Güldağ: Anadolu iş dünyası başbaşta; çoğu "yüzde 30 kırmızı çizgimiz" diyordu. Kırmızı çizgi de aşılmalıdığına göre... Neyse yüzde 30 kararı bence iki güçlü sinyal daha verdi: Bir, olduğu kadarıyla dezenflasyon programının raf ömrü uzadı. İki; programa 'devam' denilerek, Bakan Şimşek'in gücü ve kalıcılığı pekiştirildi. Tabii, Merkez Bankası'nın 250 baz puanla indirimlere güçlü bir başlangıç yapmasının da önü açıldı.
Ağaoğlu: Çok farklı düşünmüyorum. Şimdi bir adım daha bekliyorum.

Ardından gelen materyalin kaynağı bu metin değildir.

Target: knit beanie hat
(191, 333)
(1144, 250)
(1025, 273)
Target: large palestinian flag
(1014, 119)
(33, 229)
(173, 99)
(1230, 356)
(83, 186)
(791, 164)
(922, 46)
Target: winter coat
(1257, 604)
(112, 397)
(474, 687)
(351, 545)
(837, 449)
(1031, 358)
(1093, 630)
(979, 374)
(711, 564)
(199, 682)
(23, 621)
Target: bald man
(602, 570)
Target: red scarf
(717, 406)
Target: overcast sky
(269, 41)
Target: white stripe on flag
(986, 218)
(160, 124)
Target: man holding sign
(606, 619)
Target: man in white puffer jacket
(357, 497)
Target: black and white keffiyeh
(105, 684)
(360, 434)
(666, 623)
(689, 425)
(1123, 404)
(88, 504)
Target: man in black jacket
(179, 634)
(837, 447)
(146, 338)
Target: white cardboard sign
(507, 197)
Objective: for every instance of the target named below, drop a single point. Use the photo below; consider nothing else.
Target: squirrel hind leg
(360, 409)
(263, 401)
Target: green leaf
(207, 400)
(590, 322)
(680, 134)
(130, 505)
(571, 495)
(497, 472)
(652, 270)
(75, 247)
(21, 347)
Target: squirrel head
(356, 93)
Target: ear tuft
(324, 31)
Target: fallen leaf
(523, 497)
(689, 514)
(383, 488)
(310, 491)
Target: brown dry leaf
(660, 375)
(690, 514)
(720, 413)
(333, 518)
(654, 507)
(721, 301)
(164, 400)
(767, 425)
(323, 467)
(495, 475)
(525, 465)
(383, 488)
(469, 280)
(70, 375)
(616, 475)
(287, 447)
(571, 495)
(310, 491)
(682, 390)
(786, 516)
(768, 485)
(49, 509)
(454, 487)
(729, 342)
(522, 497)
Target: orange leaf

Nasıl asgari ücret oranı gelecek enflasyona benzetilerek belirlendiyse, aynısını yüzde 43,93 olarak belirlenen Yeniden Değerleme Oranı için de bekliyorum.

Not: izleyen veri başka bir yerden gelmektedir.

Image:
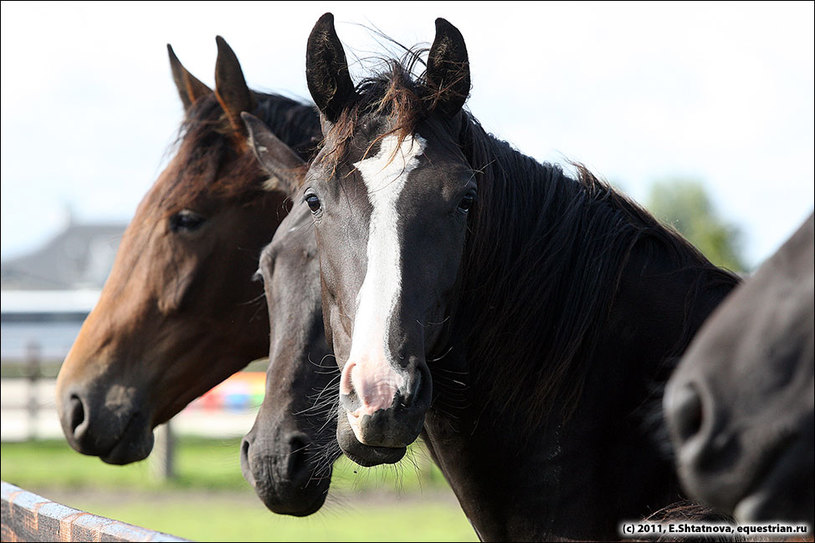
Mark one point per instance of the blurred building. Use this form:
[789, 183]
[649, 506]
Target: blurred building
[79, 257]
[46, 294]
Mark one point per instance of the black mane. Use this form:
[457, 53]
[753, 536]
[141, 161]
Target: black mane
[545, 257]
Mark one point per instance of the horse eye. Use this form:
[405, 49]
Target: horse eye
[186, 220]
[466, 203]
[313, 202]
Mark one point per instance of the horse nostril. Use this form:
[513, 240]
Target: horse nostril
[76, 413]
[687, 412]
[246, 468]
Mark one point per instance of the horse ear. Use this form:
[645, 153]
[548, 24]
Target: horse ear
[278, 159]
[327, 74]
[189, 87]
[448, 69]
[230, 86]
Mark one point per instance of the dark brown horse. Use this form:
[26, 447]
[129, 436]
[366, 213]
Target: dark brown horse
[522, 320]
[180, 312]
[288, 454]
[740, 404]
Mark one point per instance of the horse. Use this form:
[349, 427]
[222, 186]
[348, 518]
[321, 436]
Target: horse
[522, 321]
[739, 406]
[180, 312]
[288, 454]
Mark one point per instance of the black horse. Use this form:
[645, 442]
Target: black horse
[288, 454]
[522, 320]
[740, 404]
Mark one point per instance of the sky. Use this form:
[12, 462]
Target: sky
[639, 92]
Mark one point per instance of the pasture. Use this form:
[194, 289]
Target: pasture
[210, 501]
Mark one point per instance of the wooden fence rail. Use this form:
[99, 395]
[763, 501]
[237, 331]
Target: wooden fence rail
[26, 516]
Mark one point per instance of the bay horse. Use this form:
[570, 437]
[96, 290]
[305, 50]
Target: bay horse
[180, 312]
[521, 320]
[740, 404]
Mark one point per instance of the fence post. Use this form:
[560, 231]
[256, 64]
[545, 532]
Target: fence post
[162, 459]
[33, 374]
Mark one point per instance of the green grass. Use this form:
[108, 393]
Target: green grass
[210, 501]
[207, 464]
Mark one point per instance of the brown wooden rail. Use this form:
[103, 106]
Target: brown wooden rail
[26, 516]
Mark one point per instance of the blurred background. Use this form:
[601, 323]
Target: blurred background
[703, 112]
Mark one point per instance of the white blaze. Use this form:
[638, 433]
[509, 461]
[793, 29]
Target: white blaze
[384, 175]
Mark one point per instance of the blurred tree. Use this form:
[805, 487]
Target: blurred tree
[685, 205]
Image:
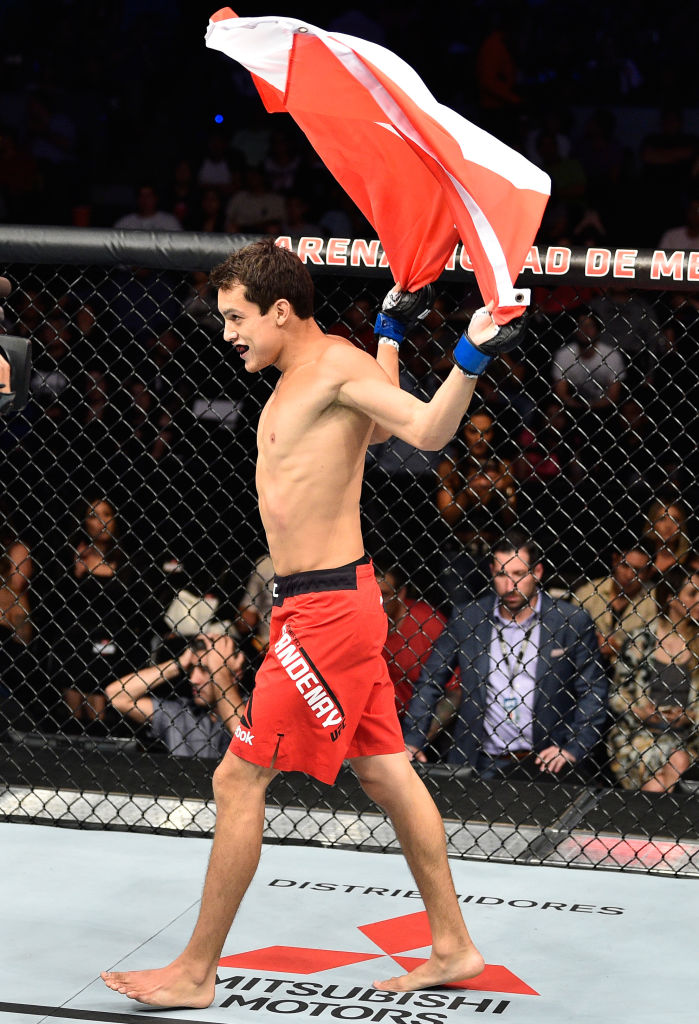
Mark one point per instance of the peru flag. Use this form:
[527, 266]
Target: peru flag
[421, 173]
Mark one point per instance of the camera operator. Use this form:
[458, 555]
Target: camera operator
[15, 363]
[200, 725]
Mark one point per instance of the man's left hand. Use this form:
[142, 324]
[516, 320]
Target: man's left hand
[553, 759]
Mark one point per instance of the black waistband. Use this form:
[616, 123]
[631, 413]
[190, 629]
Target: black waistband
[342, 578]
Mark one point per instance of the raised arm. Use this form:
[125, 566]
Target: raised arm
[399, 311]
[427, 425]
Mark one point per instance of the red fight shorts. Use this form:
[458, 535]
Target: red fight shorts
[322, 692]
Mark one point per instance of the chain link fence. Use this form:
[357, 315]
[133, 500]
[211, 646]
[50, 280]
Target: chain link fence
[132, 551]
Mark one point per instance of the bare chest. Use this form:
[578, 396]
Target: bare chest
[293, 419]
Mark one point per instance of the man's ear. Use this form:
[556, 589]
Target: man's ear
[282, 310]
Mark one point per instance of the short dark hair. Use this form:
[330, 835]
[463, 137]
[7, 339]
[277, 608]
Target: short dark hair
[267, 272]
[517, 540]
[669, 585]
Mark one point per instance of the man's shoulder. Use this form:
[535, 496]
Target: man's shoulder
[568, 611]
[475, 611]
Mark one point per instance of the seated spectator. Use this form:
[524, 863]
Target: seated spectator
[477, 500]
[655, 693]
[255, 609]
[100, 624]
[412, 629]
[621, 602]
[687, 235]
[587, 371]
[16, 568]
[147, 216]
[200, 725]
[533, 687]
[665, 526]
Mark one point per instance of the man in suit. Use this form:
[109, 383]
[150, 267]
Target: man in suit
[533, 688]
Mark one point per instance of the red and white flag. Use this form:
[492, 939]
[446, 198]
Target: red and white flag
[422, 174]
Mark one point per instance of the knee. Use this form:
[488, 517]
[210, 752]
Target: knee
[234, 777]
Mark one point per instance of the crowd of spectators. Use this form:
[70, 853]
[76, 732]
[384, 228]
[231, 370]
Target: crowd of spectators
[209, 158]
[131, 551]
[134, 592]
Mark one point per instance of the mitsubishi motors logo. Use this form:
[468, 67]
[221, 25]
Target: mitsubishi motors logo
[394, 936]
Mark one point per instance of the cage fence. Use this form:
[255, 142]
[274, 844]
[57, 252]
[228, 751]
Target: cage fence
[133, 550]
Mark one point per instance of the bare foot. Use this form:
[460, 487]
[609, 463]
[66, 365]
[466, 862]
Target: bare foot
[437, 971]
[169, 986]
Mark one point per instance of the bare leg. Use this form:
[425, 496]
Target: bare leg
[189, 980]
[392, 782]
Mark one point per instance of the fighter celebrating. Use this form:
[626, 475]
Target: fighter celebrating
[323, 693]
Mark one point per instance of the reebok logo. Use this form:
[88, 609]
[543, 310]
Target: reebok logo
[245, 735]
[309, 682]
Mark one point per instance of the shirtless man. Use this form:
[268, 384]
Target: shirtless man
[323, 693]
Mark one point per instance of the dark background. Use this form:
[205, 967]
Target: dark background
[133, 89]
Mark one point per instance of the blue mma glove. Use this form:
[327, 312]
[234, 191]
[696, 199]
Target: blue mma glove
[473, 359]
[400, 310]
[17, 351]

Güldağ: Oyun değiştirici olur...
Ağaoğlu: Bence oyun değiştirici olacak. Çünkü şu ana kadar maliye politikalarından destek çok hissedilmedi. Hep vergi artışları konuşuluyor. Cumhurbaşkanımız yetkisini kullanabilir pekala...
Güldağ: Kamunun tasarrufu, fedakarlığı tarafında çok bir şey, en azından ele, göze gelen bir şey yok.

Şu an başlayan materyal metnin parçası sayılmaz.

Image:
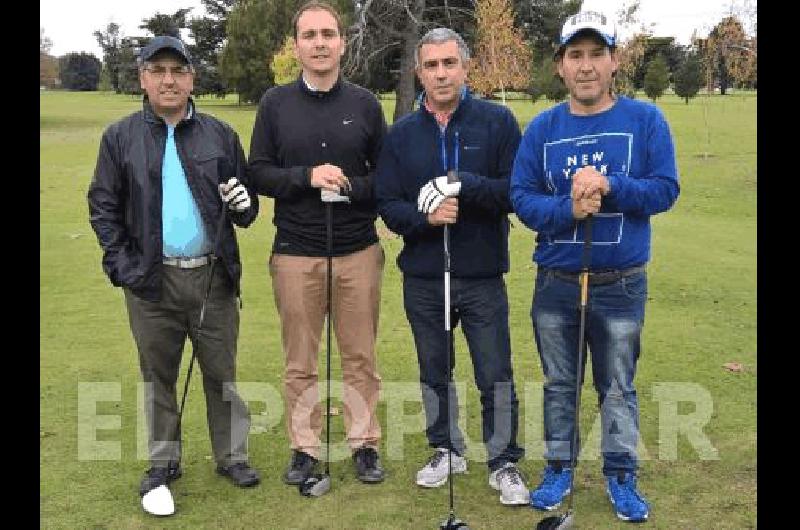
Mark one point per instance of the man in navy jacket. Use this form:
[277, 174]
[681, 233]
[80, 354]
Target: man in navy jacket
[453, 131]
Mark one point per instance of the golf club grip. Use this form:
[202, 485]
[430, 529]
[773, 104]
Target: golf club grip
[586, 259]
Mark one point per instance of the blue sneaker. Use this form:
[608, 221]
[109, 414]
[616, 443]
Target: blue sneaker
[627, 501]
[555, 485]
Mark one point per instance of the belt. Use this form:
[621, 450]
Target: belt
[595, 278]
[188, 263]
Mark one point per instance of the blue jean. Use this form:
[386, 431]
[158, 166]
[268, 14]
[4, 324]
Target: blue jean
[614, 320]
[481, 305]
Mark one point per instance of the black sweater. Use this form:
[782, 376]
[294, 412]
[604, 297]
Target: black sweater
[297, 129]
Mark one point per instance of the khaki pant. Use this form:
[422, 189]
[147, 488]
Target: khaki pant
[299, 284]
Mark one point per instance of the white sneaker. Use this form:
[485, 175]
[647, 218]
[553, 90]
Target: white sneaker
[508, 481]
[434, 474]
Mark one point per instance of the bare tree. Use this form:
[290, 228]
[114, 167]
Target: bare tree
[502, 57]
[388, 30]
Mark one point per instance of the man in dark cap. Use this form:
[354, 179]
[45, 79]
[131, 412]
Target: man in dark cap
[168, 185]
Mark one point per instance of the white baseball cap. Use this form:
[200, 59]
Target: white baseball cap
[593, 21]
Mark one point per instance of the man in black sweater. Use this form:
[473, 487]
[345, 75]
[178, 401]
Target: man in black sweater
[316, 141]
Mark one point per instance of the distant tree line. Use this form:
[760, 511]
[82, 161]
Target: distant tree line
[245, 46]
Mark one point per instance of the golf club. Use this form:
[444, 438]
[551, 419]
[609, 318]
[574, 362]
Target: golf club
[566, 520]
[317, 484]
[158, 501]
[451, 523]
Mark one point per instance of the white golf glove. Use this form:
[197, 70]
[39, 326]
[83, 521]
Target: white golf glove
[434, 192]
[235, 195]
[332, 196]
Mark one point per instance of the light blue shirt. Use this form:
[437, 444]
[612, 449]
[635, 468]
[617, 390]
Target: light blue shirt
[184, 234]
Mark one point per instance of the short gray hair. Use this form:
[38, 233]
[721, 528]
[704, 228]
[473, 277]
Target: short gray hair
[440, 36]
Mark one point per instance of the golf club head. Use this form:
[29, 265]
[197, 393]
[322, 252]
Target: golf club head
[556, 522]
[453, 524]
[315, 485]
[158, 501]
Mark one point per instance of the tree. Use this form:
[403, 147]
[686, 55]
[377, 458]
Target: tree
[80, 71]
[161, 24]
[110, 41]
[630, 56]
[541, 21]
[285, 66]
[689, 77]
[727, 54]
[546, 81]
[502, 58]
[48, 65]
[209, 36]
[656, 80]
[128, 75]
[255, 29]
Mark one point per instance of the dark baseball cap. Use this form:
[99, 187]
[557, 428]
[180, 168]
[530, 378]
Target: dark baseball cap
[591, 21]
[165, 42]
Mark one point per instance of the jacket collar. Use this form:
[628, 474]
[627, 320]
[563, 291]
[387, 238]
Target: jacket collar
[301, 83]
[151, 117]
[463, 101]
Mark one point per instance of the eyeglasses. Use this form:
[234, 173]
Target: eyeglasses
[178, 73]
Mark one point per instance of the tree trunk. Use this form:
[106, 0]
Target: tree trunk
[405, 86]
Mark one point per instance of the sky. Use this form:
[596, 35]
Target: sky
[70, 26]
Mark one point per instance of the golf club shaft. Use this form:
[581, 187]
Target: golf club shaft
[214, 257]
[449, 350]
[452, 176]
[329, 286]
[584, 296]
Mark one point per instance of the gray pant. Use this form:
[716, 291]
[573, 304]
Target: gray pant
[160, 330]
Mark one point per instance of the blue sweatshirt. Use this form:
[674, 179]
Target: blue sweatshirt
[480, 141]
[631, 144]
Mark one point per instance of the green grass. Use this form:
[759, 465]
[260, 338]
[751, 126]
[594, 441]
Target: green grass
[701, 314]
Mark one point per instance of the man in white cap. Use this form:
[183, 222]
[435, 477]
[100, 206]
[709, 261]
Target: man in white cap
[607, 160]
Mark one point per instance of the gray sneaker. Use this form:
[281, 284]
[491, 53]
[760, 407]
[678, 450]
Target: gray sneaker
[509, 482]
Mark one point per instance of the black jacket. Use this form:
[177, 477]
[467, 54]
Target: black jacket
[297, 129]
[126, 193]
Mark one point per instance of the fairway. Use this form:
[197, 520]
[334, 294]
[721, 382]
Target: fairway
[698, 418]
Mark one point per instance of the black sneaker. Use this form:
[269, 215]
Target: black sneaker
[241, 474]
[368, 466]
[159, 476]
[300, 468]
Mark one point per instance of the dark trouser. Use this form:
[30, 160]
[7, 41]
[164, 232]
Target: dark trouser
[160, 330]
[481, 305]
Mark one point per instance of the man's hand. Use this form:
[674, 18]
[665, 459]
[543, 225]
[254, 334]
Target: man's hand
[434, 192]
[235, 195]
[585, 206]
[446, 213]
[331, 178]
[587, 181]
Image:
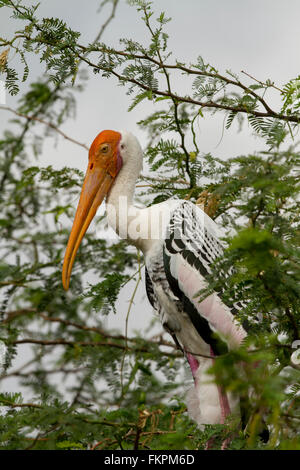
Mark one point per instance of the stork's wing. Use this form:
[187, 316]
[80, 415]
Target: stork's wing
[190, 247]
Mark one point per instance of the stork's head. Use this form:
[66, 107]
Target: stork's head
[109, 152]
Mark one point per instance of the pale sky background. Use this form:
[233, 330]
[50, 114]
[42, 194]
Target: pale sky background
[258, 36]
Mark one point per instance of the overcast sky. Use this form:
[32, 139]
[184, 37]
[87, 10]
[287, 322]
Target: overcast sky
[258, 36]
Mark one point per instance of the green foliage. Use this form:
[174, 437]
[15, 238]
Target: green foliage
[85, 386]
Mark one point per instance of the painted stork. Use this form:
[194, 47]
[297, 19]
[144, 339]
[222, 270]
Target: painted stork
[179, 242]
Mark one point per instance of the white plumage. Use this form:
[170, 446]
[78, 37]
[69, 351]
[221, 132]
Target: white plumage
[179, 242]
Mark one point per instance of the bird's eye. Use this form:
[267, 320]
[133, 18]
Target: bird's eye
[104, 148]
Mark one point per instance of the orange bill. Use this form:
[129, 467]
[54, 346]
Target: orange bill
[104, 165]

Ağaoğlu: Bulabildiğim tek şey gerçekleşen bütçe rakamlarında devletin sermaye yatırımlarında yüzde 80’lik bir azalış var. 75-80 milyar liralık bir tasarruf var. Gelecek enflasyona dayanan bir fiyatlamayı devlet de kabul ediyor diyebilmek için Yeniden Değerleme Oranı'ndaki artışların da asgari ücrete benzer, hatta aynı olması çok daha makul gibi geliyor bana.
Güldağ: Zihinlerimizde enflasyonla mücadele edildiğine ilişkin algıyı değiştirmesi bakımından çok kritik olur. Bu arada Merkez Bankası güçlü faiz indirimi sonrasında 2025 programını da açıkladı. PPK sayısını 8'e indirdi.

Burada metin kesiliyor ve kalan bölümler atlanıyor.